Pattern 1: Adding a New TTS Engine

  1. Define port (if not exists):
# domain/ports/tts_engine.py
class TTSEngine(ABC):
    @abstractmethod
    def generate_audio(self, text: str, profile_id: str, output: Path) -> Path:
        pass
  1. Implement adapter:
# infra/engines/xtts/adapter.py
class XTTSAdapter(TTSEngine):
    def generate_audio(self, text: str, profile_id: str, output: Path) -> Path:
        # XTTS-specific implementation
        pass
  1. Wire in API:
# api/studio.py
class TTSStudio:
    def __init__(self, config: dict):
        if config['engine'] == 'qwen3':
            tts_engine = Qwen3Adapter(config)
        elif config['engine'] == 'xtts':
            tts_engine = XTTSAdapter(config)

Pattern 2: Adding a New Storage Backend

  1. Port already exists:
# domain/ports/profile_repository.py
class ProfileRepository(ABC):
    @abstractmethod
    def save(self, profile: VoiceProfile) -> None:
        pass
  1. Implement adapter:
# infra/persistence/sqlite_repository.py
class SQLiteProfileRepository(ProfileRepository):
    def save(self, profile: VoiceProfile) -> None:
        # SQLite-specific implementation
        pass
  1. Wire in API:
# api/studio.py
if config['storage'] == 'file':
    repository = FileProfileRepository(...)
elif config['storage'] == 'sqlite':
    repository = SQLiteProfileRepository(...)

Pattern 3: Adding a New Use Case

  1. Define use case:
# app/use_cases/export_profile.py
class ExportProfileUseCase:
    def __init__(self, repository: ProfileRepository):
        self._repository = repository

    def execute(self, profile_id: str, format: str) -> Path:
        profile = self._repository.find_by_id(profile_id)
        # Export logic
        return export_path
  1. Add to API:
# api/studio.py
class TTSStudio:
    def __init__(self, config: dict):
        self._export_profile_uc = ExportProfileUseCase(repository)

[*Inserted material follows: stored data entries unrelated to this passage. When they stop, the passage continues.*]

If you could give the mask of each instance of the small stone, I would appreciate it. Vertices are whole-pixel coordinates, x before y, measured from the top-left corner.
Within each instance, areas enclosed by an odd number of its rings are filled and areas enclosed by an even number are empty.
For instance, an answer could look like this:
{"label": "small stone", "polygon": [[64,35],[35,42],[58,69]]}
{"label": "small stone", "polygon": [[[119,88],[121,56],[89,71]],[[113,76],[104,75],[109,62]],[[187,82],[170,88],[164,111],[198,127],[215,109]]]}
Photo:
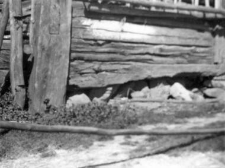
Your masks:
{"label": "small stone", "polygon": [[224,93],[225,93],[225,90],[221,88],[210,88],[210,89],[204,90],[204,94],[211,98],[219,98]]}
{"label": "small stone", "polygon": [[218,97],[219,102],[225,103],[225,92]]}
{"label": "small stone", "polygon": [[149,80],[150,91],[148,92],[149,99],[167,100],[170,94],[170,85],[166,79]]}
{"label": "small stone", "polygon": [[136,92],[131,93],[131,97],[133,99],[140,99],[140,98],[146,98],[146,95],[145,95],[145,93],[143,93],[141,91],[136,91]]}
{"label": "small stone", "polygon": [[196,101],[196,102],[202,102],[205,100],[203,93],[201,90],[199,90],[198,88],[194,88],[192,89],[192,94],[191,94],[191,98]]}
{"label": "small stone", "polygon": [[82,94],[76,94],[74,96],[71,96],[67,102],[66,102],[66,107],[70,108],[72,106],[77,106],[77,105],[81,105],[81,104],[88,104],[90,103],[91,100],[89,99],[89,97],[82,93]]}
{"label": "small stone", "polygon": [[196,102],[203,102],[205,100],[202,95],[197,93],[192,94],[191,98],[193,99],[193,101],[196,101]]}
{"label": "small stone", "polygon": [[170,88],[170,95],[177,99],[177,100],[185,100],[185,101],[192,101],[193,99],[191,96],[193,95],[192,92],[187,90],[183,85],[180,83],[174,83]]}

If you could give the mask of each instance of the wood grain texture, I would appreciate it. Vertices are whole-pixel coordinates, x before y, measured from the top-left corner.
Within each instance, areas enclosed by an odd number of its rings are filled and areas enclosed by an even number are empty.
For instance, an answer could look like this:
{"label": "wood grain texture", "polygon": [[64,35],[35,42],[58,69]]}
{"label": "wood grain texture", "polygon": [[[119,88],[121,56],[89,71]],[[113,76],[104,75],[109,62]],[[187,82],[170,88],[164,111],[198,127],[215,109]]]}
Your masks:
{"label": "wood grain texture", "polygon": [[2,86],[2,84],[4,83],[4,79],[7,73],[8,73],[7,70],[0,69],[0,86]]}
{"label": "wood grain texture", "polygon": [[[118,5],[102,5],[91,3],[88,6],[88,10],[97,13],[110,13],[110,14],[124,14],[130,16],[141,16],[141,17],[164,17],[164,18],[205,18],[205,19],[216,19],[224,18],[223,14],[211,13],[211,12],[201,12],[201,11],[188,11],[188,10],[143,10],[143,9],[132,9],[124,6]],[[217,10],[215,10],[217,11]],[[224,11],[223,11],[224,12]]]}
{"label": "wood grain texture", "polygon": [[[71,38],[71,0],[36,0],[33,31],[34,67],[30,78],[30,111],[65,103]],[[50,13],[49,13],[50,11]],[[60,14],[59,20],[52,21]],[[38,40],[36,40],[38,39]]]}
{"label": "wood grain texture", "polygon": [[124,56],[155,54],[160,56],[180,55],[182,57],[183,55],[196,55],[204,57],[208,55],[212,56],[214,48],[72,39],[71,52],[118,53]]}
{"label": "wood grain texture", "polygon": [[[28,97],[31,100],[29,102],[29,110],[33,111],[34,109],[37,109],[40,106],[40,100],[39,94],[37,93],[38,89],[38,83],[36,84],[36,81],[39,80],[38,78],[38,72],[39,69],[37,68],[38,64],[40,64],[40,57],[38,58],[38,45],[39,45],[39,33],[40,33],[40,22],[41,22],[41,9],[42,4],[39,0],[32,0],[32,24],[31,24],[31,36],[30,36],[30,44],[32,47],[33,54],[33,68],[29,79],[29,88],[28,88]],[[35,106],[35,102],[37,101],[37,106]]]}
{"label": "wood grain texture", "polygon": [[14,103],[24,108],[25,82],[23,75],[23,30],[22,22],[15,17],[22,16],[21,0],[9,0],[11,27],[10,81]]}
{"label": "wood grain texture", "polygon": [[0,69],[8,70],[10,62],[10,50],[1,50],[0,51]]}
{"label": "wood grain texture", "polygon": [[[110,1],[110,0],[104,0],[104,1]],[[209,13],[219,13],[225,15],[225,10],[219,8],[218,6],[221,6],[221,0],[215,0],[215,8],[210,8],[210,7],[204,7],[200,5],[191,5],[191,4],[182,4],[182,3],[177,3],[177,4],[171,4],[171,3],[164,3],[160,1],[149,1],[149,0],[119,0],[119,2],[124,2],[124,3],[131,3],[135,5],[143,5],[147,7],[159,7],[159,8],[167,8],[167,9],[176,9],[176,10],[188,10],[188,11],[200,11],[200,12],[209,12]],[[217,5],[218,4],[218,5]]]}
{"label": "wood grain texture", "polygon": [[223,23],[223,28],[215,31],[215,57],[214,62],[216,64],[224,63],[225,58],[225,23]]}
{"label": "wood grain texture", "polygon": [[214,45],[214,39],[210,40],[199,38],[181,38],[173,36],[155,36],[145,34],[134,34],[129,32],[112,32],[98,29],[76,29],[72,31],[72,38],[85,40],[105,40],[118,42],[131,42],[143,44],[165,44],[165,45],[181,45],[181,46],[204,46]]}
{"label": "wood grain texture", "polygon": [[[77,9],[74,7],[74,9]],[[84,7],[83,7],[84,10]],[[80,19],[84,16],[79,16]],[[101,14],[96,12],[85,12],[86,18],[96,19],[96,20],[113,20],[113,21],[121,21],[126,18],[127,23],[135,23],[141,25],[156,25],[156,26],[164,26],[170,28],[188,28],[200,31],[209,31],[210,27],[205,24],[206,22],[203,20],[197,19],[185,19],[185,18],[148,18],[148,17],[138,17],[138,16],[127,16],[127,15],[113,15],[113,14]],[[73,22],[76,23],[77,15],[74,15]],[[73,23],[74,24],[74,23]]]}
{"label": "wood grain texture", "polygon": [[9,21],[9,0],[3,1],[2,17],[0,22],[0,49],[2,48],[5,30]]}
{"label": "wood grain texture", "polygon": [[69,84],[79,88],[105,87],[163,76],[219,76],[222,74],[225,74],[225,65],[75,61],[70,64]]}
{"label": "wood grain texture", "polygon": [[[124,19],[124,21],[123,21]],[[204,40],[212,40],[210,31],[197,31],[185,28],[168,28],[165,26],[143,25],[128,23],[126,18],[120,21],[113,20],[96,20],[87,18],[77,18],[73,20],[73,28],[89,28],[93,30],[106,30],[111,32],[128,32],[140,35],[152,36],[172,36],[180,38],[201,38]],[[176,25],[174,25],[176,26]]]}
{"label": "wood grain texture", "polygon": [[72,40],[71,61],[212,64],[213,47],[183,47],[122,42]]}

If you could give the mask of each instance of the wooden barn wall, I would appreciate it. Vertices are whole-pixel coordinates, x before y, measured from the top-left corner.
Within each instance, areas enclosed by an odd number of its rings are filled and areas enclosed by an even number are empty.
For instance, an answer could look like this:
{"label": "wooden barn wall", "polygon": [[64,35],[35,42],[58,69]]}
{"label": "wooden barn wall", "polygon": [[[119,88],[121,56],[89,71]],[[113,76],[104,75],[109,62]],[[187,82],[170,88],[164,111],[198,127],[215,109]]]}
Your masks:
{"label": "wooden barn wall", "polygon": [[[24,6],[29,14],[29,0]],[[95,5],[92,8],[96,10]],[[128,16],[129,9],[118,15],[117,10],[123,11],[118,7],[110,10],[115,14],[86,12],[82,2],[73,1],[70,85],[88,88],[186,73],[218,75],[224,68],[214,64],[221,59],[214,58],[216,41],[205,22]],[[0,83],[9,69],[9,52],[10,40],[5,39]]]}
{"label": "wooden barn wall", "polygon": [[186,73],[217,75],[223,68],[214,65],[215,38],[200,20],[99,14],[73,3],[71,85],[88,88]]}

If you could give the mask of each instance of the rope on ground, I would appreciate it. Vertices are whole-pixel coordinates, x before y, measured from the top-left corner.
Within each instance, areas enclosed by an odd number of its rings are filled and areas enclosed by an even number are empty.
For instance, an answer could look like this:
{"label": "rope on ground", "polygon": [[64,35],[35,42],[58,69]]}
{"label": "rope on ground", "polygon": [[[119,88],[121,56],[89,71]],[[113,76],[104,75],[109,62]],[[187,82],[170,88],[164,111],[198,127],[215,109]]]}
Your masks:
{"label": "rope on ground", "polygon": [[177,129],[177,130],[156,130],[156,129],[102,129],[96,127],[80,127],[80,126],[62,126],[62,125],[38,125],[24,124],[17,122],[0,121],[0,128],[9,130],[23,130],[33,132],[48,133],[77,133],[77,134],[94,134],[94,135],[193,135],[193,134],[224,134],[225,128],[193,128],[193,129]]}

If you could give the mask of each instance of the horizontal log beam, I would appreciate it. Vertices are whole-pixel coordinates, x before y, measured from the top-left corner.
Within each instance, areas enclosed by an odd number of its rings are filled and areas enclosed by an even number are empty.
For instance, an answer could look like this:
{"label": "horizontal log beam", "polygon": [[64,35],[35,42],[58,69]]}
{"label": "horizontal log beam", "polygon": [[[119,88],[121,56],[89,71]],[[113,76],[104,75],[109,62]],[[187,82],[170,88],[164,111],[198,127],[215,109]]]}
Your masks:
{"label": "horizontal log beam", "polygon": [[225,65],[166,65],[139,62],[84,62],[70,64],[70,85],[79,88],[105,87],[157,77],[184,75],[219,76],[225,74]]}
{"label": "horizontal log beam", "polygon": [[151,45],[72,39],[71,52],[117,53],[119,55],[156,54],[161,56],[214,55],[214,47]]}
{"label": "horizontal log beam", "polygon": [[[74,8],[76,11],[76,8]],[[74,14],[74,19],[80,19],[79,14]],[[205,24],[204,21],[196,20],[196,19],[179,19],[179,18],[148,18],[148,17],[138,17],[138,16],[127,16],[127,15],[114,15],[114,14],[100,14],[97,12],[86,12],[85,16],[87,18],[96,19],[96,20],[113,20],[119,21],[126,18],[127,23],[135,23],[142,25],[156,25],[156,26],[164,26],[170,28],[187,28],[187,29],[195,29],[200,31],[209,31],[210,27]],[[84,16],[83,16],[84,17]]]}
{"label": "horizontal log beam", "polygon": [[205,40],[212,40],[212,34],[210,31],[199,32],[193,29],[184,28],[168,28],[162,26],[153,25],[139,25],[133,23],[127,23],[123,21],[109,21],[109,20],[94,20],[87,18],[77,18],[73,20],[72,27],[75,28],[90,28],[93,30],[106,30],[112,32],[127,32],[143,35],[155,35],[155,36],[172,36],[183,38],[201,38]]}
{"label": "horizontal log beam", "polygon": [[213,47],[183,47],[72,39],[71,61],[138,61],[152,64],[212,64]]}
{"label": "horizontal log beam", "polygon": [[72,53],[72,60],[84,60],[84,61],[100,61],[100,62],[145,62],[149,64],[212,64],[212,56],[202,57],[202,56],[158,56],[158,55],[130,55],[121,56],[116,53]]}
{"label": "horizontal log beam", "polygon": [[180,38],[172,36],[156,36],[134,34],[128,32],[112,32],[107,30],[97,30],[90,28],[76,28],[72,30],[72,38],[84,40],[106,40],[118,42],[131,42],[143,44],[163,44],[163,45],[180,45],[180,46],[204,46],[209,47],[214,45],[214,39],[199,39],[199,38]]}
{"label": "horizontal log beam", "polygon": [[[157,17],[157,18],[194,18],[187,14],[176,14],[159,11],[149,11],[141,9],[132,9],[128,7],[121,7],[117,5],[101,5],[101,4],[90,4],[88,11],[102,13],[102,14],[114,14],[114,15],[128,15],[128,16],[141,16],[141,17]],[[201,17],[201,16],[200,16]]]}

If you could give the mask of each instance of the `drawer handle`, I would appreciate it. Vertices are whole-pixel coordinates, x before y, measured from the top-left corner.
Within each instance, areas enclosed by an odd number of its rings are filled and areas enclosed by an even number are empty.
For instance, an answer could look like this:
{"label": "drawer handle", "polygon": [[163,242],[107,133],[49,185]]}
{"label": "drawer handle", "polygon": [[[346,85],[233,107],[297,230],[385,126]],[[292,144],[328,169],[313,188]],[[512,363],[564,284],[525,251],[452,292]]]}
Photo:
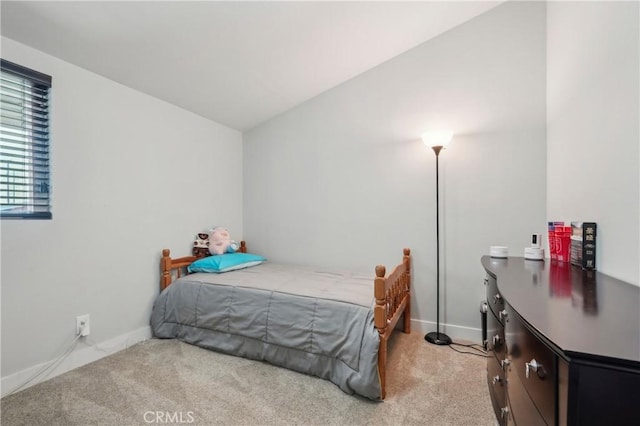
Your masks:
{"label": "drawer handle", "polygon": [[502,296],[500,296],[500,293],[496,293],[495,296],[493,296],[493,304],[495,305],[496,303],[498,303],[500,300],[502,300]]}
{"label": "drawer handle", "polygon": [[489,285],[489,279],[488,278],[484,279],[484,285]]}
{"label": "drawer handle", "polygon": [[506,319],[507,316],[509,316],[509,313],[506,309],[503,309],[498,313],[498,315],[500,315],[500,321],[502,321],[503,319]]}
{"label": "drawer handle", "polygon": [[504,419],[505,416],[508,416],[508,415],[509,415],[509,407],[502,407],[500,409],[500,418]]}
{"label": "drawer handle", "polygon": [[491,382],[495,385],[497,383],[500,383],[502,379],[500,378],[500,376],[495,376],[493,379],[491,379]]}
{"label": "drawer handle", "polygon": [[500,361],[500,365],[502,366],[502,371],[506,370],[506,368],[511,364],[511,361],[508,359],[503,359]]}
{"label": "drawer handle", "polygon": [[500,344],[500,335],[496,334],[495,336],[493,336],[493,347],[495,348],[499,344]]}
{"label": "drawer handle", "polygon": [[536,361],[535,358],[525,363],[524,365],[525,365],[524,373],[527,379],[529,378],[529,374],[531,370],[535,371],[538,377],[540,377],[541,379],[544,379],[544,376],[545,376],[544,367],[542,367],[542,364]]}

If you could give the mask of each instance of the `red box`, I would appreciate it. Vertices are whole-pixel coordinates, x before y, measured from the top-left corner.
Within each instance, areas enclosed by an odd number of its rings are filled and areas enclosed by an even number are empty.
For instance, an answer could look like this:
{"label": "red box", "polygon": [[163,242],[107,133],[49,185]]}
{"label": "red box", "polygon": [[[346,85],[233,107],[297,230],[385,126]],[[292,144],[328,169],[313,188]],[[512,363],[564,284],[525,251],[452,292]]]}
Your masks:
{"label": "red box", "polygon": [[551,258],[551,260],[558,260],[558,254],[560,253],[560,228],[563,226],[564,222],[547,223],[549,237],[549,257]]}
{"label": "red box", "polygon": [[569,262],[571,260],[571,227],[558,226],[555,229],[555,234],[558,261]]}

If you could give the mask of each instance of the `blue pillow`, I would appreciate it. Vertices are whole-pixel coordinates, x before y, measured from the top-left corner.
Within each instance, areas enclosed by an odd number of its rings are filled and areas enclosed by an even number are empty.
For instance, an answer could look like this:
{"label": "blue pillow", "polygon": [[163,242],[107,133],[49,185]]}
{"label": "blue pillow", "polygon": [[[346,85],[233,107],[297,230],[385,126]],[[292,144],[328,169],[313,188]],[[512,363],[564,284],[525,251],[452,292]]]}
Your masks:
{"label": "blue pillow", "polygon": [[191,272],[228,272],[236,269],[248,268],[264,262],[262,256],[249,253],[225,253],[198,259],[187,267]]}

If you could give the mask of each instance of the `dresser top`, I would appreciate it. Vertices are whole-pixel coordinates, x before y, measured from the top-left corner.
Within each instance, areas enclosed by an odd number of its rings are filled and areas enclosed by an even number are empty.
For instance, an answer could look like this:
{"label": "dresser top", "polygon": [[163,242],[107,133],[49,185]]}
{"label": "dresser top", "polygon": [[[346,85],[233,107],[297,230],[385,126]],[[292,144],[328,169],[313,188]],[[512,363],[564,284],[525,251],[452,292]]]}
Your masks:
{"label": "dresser top", "polygon": [[482,257],[503,298],[569,356],[640,362],[640,287],[569,263]]}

    def export_profile(self, profile_id: str, format: str) -> dict:
        try:
            path = self._export_profile_uc.execute(profile_id, format)
            return {'status': 'success', 'path': str(path)}
        except Exception as e:
            return {'status': 'error', 'error': str(e)}

Validation Checklist

After making changes, verify:

  • Domain layer has NO infra dependencies
  • All ports (interfaces) are defined in domain
  • All adapters implement their respective ports
  • Use cases only depend on ports, not adapters
  • API layer wires everything together (dependency injection)
  • Tests can use mocks for all ports
  • Easy to swap implementations (e.g., Qwen3 → XTTS)

Resources

  • Code: apps/core/src/
  • Tests: apps/core/tests/
  • Examples: examples/api_usage.py
  • Migration Guide: docs/MIGRATION.md

Summary

Hexagonal Architecture = Clean, testable, maintainable code

Key Principles:

  1. Dependency Inversion: Dependencies point inward (toward domain)
  2. Ports & Adapters: Domain defines interfaces, infrastructure implements them
  3. Separation of Concerns: Each layer has a clear responsibility
  4. Testability: Easy to test with mocks

Benefits:

  • Easy to test (mock adapters)
  • Easy to swap implementations (Qwen3 → XTTS)
  • Easy to extend (add new engines, processors, storage)
  • Clean, maintainable codebase

Layers:

  • Domain: Pure business logic (NO external dependencies)
  • Application: Use cases (orchestration)
  • Infrastructure: Adapters (implementations)
  • API: Entry points (dependency injection)

For practical examples, see examples/api_usage.py and the test suite.